Долго еще сидела она за столом, едва слышно шевеля губами, мысленно перебирая свои заботы. За стеной, в ночи, шумел ветер. Время от времени Куен поднимала голову и прислушивалась.
Под утро полил дождь. Незаметно девушка задремала, уронив голову на руки, а когда проснулась, светильник погас и ее окружала холодная, сырая темнота. Дождь усилился, слышно было, как по крыше хлестали водяные струи.
Проснулась она со смутным ощущением тревоги. Что ей снилось? Она с трудом припомнила, что они будто бы шли с Кхаком вдоль берега реки и вдруг увидели что-то страшное, что именно, она не помнила. Потом она повстречала мужчину, который доставил ей последнее письмо Кхака. Того, с большими глазами и тонкими бровями, которые не выходили у нее из памяти. Куен зябко поежилась. Шум дождя сливался с воем ветра, шелестом банановых листьев и тростника. Где-то рядом поскуливал пес. Ухо Куен улавливало эти привычные звуки, но мысли все еще витали среди образов, навеянных сном, от которого в душе осталась непонятная тоскливая боль. Все прошедшее показалось сейчас Куен какой-то тревожной полуявью.

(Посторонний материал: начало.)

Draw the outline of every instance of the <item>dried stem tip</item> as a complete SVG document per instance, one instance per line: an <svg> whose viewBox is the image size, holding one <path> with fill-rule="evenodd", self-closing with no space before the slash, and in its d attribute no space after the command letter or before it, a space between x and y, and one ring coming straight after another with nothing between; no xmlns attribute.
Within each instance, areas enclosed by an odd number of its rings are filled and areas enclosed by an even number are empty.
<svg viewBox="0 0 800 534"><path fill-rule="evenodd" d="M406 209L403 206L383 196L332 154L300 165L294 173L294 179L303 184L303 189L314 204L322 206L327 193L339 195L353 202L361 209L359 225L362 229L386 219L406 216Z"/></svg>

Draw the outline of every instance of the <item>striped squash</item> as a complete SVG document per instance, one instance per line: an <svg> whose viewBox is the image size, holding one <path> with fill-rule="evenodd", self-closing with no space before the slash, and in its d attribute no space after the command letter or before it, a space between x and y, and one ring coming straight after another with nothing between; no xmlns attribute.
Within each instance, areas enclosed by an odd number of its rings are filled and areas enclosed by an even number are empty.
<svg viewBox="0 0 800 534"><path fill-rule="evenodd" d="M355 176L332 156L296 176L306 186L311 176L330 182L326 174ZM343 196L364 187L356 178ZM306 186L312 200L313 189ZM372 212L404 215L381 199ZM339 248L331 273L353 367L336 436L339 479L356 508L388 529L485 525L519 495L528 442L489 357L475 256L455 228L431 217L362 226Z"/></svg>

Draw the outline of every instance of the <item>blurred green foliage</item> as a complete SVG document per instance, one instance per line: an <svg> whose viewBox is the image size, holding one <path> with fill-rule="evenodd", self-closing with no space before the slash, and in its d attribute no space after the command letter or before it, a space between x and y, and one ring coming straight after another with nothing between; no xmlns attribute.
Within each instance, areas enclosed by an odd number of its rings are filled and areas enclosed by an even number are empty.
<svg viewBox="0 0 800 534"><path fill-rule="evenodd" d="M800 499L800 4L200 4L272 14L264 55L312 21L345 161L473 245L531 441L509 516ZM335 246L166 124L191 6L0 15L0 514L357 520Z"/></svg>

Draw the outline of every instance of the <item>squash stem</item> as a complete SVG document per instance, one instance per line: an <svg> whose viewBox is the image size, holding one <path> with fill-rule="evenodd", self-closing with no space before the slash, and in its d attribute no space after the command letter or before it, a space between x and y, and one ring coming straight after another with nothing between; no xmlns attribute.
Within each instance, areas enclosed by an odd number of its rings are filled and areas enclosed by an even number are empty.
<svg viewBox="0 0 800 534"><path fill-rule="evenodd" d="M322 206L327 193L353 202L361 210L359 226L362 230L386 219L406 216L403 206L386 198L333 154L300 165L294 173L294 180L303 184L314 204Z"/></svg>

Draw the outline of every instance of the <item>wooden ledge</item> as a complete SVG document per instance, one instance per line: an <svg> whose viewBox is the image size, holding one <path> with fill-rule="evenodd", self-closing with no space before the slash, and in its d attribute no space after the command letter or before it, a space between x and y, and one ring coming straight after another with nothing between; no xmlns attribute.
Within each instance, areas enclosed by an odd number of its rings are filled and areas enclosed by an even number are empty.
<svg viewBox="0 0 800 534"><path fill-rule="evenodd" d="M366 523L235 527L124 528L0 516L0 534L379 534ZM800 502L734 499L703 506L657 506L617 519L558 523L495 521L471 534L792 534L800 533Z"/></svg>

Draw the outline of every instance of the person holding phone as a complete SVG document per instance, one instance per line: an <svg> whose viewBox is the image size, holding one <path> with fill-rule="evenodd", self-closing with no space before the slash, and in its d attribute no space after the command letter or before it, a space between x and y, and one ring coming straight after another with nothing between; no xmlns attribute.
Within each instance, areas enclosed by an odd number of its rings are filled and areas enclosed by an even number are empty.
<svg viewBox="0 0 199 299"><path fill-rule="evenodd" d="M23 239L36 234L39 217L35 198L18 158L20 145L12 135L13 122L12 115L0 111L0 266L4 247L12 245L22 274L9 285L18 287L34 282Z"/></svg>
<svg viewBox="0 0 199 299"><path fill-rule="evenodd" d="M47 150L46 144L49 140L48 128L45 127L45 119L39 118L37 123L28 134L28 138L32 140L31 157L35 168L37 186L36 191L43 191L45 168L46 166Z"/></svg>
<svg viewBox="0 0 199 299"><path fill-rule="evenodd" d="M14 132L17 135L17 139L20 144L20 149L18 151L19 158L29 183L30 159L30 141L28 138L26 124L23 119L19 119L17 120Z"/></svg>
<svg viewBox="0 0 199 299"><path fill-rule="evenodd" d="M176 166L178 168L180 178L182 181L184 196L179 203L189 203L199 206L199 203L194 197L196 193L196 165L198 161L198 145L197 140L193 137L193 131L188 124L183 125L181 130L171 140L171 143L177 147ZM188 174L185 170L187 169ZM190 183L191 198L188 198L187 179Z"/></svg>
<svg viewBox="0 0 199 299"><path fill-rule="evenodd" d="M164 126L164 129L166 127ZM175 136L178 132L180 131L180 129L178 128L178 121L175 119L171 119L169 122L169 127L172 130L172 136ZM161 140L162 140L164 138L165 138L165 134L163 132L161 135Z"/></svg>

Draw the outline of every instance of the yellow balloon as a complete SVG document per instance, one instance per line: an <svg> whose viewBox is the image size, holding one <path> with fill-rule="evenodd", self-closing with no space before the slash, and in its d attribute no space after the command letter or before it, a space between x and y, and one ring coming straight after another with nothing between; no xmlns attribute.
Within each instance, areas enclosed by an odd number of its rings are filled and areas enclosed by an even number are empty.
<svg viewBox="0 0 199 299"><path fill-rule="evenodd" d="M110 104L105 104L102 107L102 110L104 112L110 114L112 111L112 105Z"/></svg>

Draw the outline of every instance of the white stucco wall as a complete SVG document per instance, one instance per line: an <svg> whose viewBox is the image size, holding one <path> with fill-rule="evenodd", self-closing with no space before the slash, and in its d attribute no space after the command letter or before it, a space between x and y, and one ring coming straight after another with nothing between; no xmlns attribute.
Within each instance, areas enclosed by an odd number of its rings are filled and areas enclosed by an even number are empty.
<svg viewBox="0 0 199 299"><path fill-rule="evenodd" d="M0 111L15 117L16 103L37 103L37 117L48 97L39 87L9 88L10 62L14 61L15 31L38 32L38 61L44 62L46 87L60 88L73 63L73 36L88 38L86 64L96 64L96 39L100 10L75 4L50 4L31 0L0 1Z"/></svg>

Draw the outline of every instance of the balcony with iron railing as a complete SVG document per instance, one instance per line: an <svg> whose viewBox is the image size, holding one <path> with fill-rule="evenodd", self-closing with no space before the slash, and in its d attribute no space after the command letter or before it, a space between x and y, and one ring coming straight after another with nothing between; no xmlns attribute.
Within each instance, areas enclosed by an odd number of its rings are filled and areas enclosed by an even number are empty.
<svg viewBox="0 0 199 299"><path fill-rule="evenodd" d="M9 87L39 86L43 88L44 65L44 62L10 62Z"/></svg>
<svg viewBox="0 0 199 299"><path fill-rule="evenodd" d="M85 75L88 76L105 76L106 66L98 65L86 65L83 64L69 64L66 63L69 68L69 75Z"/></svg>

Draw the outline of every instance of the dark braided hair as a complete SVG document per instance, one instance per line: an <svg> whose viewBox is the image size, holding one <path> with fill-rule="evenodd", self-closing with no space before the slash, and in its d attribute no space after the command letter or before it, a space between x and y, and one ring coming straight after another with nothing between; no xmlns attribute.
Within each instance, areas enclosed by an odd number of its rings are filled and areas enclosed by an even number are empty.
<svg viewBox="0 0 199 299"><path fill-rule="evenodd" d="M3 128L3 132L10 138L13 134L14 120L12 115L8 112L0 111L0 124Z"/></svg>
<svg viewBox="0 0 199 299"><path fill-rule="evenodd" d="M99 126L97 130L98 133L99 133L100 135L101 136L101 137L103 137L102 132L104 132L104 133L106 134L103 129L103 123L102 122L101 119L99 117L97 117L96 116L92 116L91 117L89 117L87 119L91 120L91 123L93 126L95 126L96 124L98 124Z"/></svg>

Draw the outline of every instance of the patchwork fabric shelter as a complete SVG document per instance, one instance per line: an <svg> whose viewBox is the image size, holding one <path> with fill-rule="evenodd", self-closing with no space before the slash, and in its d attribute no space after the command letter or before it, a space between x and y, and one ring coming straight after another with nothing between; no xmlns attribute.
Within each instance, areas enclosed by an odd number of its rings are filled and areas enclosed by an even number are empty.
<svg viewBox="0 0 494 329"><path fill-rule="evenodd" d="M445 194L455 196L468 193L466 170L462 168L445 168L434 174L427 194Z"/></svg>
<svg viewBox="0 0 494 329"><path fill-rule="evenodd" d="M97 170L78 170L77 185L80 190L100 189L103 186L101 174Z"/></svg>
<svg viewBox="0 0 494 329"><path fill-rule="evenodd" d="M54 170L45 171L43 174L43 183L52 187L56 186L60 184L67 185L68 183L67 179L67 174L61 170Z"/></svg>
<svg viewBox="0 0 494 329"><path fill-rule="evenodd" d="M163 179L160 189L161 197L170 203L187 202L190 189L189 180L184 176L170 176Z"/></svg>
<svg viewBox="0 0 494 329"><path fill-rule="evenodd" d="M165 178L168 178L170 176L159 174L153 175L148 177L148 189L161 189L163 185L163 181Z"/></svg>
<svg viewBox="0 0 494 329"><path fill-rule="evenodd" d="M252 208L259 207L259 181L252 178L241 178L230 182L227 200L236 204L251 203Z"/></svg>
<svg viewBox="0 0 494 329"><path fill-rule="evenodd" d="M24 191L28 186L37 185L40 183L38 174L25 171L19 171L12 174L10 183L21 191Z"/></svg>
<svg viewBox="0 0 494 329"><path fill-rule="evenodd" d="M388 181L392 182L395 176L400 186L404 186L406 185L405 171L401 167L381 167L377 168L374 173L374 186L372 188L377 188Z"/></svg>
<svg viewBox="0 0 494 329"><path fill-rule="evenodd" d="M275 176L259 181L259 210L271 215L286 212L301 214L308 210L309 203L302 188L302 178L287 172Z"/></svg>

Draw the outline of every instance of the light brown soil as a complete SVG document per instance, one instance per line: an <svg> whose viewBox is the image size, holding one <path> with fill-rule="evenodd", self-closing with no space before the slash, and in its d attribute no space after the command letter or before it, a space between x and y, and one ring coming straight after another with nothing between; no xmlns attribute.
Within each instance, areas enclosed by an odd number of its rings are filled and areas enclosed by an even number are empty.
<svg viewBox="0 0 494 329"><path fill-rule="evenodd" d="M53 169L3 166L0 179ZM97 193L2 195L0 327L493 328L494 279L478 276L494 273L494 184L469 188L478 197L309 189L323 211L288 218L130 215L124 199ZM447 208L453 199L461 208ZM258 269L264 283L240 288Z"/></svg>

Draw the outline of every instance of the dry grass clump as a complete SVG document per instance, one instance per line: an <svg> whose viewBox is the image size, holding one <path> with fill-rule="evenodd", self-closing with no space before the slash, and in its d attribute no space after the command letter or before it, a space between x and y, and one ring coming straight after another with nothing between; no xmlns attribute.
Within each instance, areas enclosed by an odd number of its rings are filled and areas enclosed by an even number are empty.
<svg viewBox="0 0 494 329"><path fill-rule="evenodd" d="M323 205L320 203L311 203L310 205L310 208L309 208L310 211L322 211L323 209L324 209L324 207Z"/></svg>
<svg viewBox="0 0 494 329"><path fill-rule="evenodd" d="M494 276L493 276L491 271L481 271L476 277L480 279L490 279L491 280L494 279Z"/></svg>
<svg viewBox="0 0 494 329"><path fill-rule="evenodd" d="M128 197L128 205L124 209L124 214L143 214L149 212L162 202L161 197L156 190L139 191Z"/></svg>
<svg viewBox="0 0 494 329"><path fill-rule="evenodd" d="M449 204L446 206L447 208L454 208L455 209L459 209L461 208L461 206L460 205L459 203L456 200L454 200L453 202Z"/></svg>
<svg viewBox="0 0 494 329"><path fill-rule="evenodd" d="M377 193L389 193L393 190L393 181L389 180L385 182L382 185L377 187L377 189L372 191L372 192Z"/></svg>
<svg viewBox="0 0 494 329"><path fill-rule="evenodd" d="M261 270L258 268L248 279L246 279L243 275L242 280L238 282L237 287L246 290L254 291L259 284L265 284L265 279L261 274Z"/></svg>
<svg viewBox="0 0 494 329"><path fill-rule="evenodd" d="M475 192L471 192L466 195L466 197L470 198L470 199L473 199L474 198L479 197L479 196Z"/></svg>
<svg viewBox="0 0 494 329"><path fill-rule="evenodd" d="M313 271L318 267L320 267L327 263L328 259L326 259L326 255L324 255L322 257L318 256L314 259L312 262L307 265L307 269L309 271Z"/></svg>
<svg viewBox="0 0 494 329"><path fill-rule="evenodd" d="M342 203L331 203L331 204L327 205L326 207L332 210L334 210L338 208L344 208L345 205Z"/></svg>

Куен передала тете в Намсать, чтобы та немедля приезжала к ним погостить. Едва переступив порог, тетя Бэй залилась слезами и принялась выкладывать свои бесчисленные горести. Однако с ее приездом в доме стало как-то оживленнее. Помогая Куен по хозяйству, она без умолку болтала либо с ней, либо с соседями, забегавшими во двор.
Выждав некоторое время, Куен попробовала намекнуть, что неплохо было бы тете совсем остаться у них, но та ответила неопределенно: «Надо подумать». Куен не выдержала: «Чего думать? Может, желаете вернуться к своему благоверному, чтобы он вас до смерти забил?» Тетушка только вздохнула: «Что ты знаешь! Нелегко порвать с прошлым!» Куен недоумевала: «Отчего это люди так цепляются за свое прошлое?»
Когда дела в доме наладились, Куен решила, что пора съездить на могилу брата. Однажды утром она собрала на дорогу узелок и, оставив дом на попечение тетки, отправилась искать старого Хьеу. Вышла она на рассвете, и, когда миновала ворота деревни, сердце тревожно сжалось. Пес Ванг увязался за ней, весело вертя хвостом. Путь до пагоды в горах До, где жил старик Хьеу, не такой уж дальний, но эта неизвестная дорога почему-то вызвала у Куен предчувствие, что придет время, и она покинет родной дом, уедет куда-то далеко-далеко… Куен остановилась, чтобы прогнать пса. Тот отбежал в сторону, уселся, будто предлагал: «Давай вернемся!» Куен двинулась дальше по дороге. Пес с минуту постоял, недоумевая, и последовал за ней. «Вернись, Ванг!» — крикнула Куен. Пес остановился. Навострив уши, он стал следить за хозяйкой, которая уже шла через поле. Пес понимал, что ему придется вернуться, ибо здесь была граница, которую он еще не переступал, но на всякий случай поскулил — не разрешат ли на этот раз пойти дальше, потом повернулся и нехотя побрел домой.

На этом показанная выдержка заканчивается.